Ce « donnant-donnant » a plusieurs cordes à son arc. Il raconte une histoire d’amour tendre et sensible sur un ton potache qui rappelle « Jackass ». Le tout est enrobé d’un discours métaphysique sur la notion de temps dans lequel tout le monde peut se retrouver. La mise en scène, formelle, brille par l’usage d’effets spéciaux simples et artisanaux. Ces derniers illustrent parfaitement les tourments et désirs amoureux du jeune héros qui fait office de narrateur. Dommage que parfois l’œuvre verse dans la grandiloquence et que certains personnages soient trop légers (JENKINS par exemple). Mais c’est une belle aventure à laquelle on peut s’abandonner sans hésiter.
On peut facilement s'y ennuyer mais au final la magie a pris pour moi sur la fin et c'est plutot un bon moment, avec quelques aspects plutot originaux!
C'est pas un grand film mais l'idée du scénario est bonne : un jeune homme suspend le temps pour apprécier la beauté du monde qui l'entoure, et, tel un peintre, (mais s'en est un) il immortalise les formes féminines et les visages de femmes qui le fascine (en particulier une). Le film est drôle (c'est limite-limite parfois), poétique ; la bande originale est pas mal du tout et la voix off du personnage principal nous permet mieux d'entrer dans son imagination débordante.

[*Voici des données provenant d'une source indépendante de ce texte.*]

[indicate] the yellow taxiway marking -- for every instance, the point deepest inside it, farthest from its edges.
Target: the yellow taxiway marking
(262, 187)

Un film tout simple, une belle histoire d'amour, vu d'une manière originale avec ces épisodes un peu extraordinaire (l'arrêt du temps ou les personnages sont figés ...), des moments assez drôles et des acteurs sympas : Sean Biggerstaff est marrant dans son rôle de jeune qui se laisse porter par les événements et Emilia Fox est splendide.
Le début commence très bien, émotion, beauté, et très très vite on tombe dans le ... beauf de service! Y a pas d'autres mots tant le film devient con comme la lune est haute! Le réalisateur enchaine les plans de femmes nus, de phantasmes, de nichons, de zézettes, etc... et ensuite, ca part sur une scène interminable de match de foot complètement idiote et sans le moindre interêt, club de streap tease, équipe de trvail complètement débile...Puis, incroyable, la fin du film redevient interressante. Le tout m'a donné l'impression d'avoir été écris par deux personnes complètement oposées qui étaient obligées de travailler ensemble: la première serait un mec hétérau avec tout les clichés les plus beaufs qui soit, et le deuxième serait une femme fine et sensible qui aurait apportée sa touche pontuelle pour remonter le niveau.
Une jolie comédie anglaise racontant l'histoire d'un étudiant devenu insomniaque qui se met à travailler dans une grande surface de nuit et qui au gré des rencontres retrouvent le goût de vivre. C'est sympa, c'est pas prise de tête et c'est bien joué.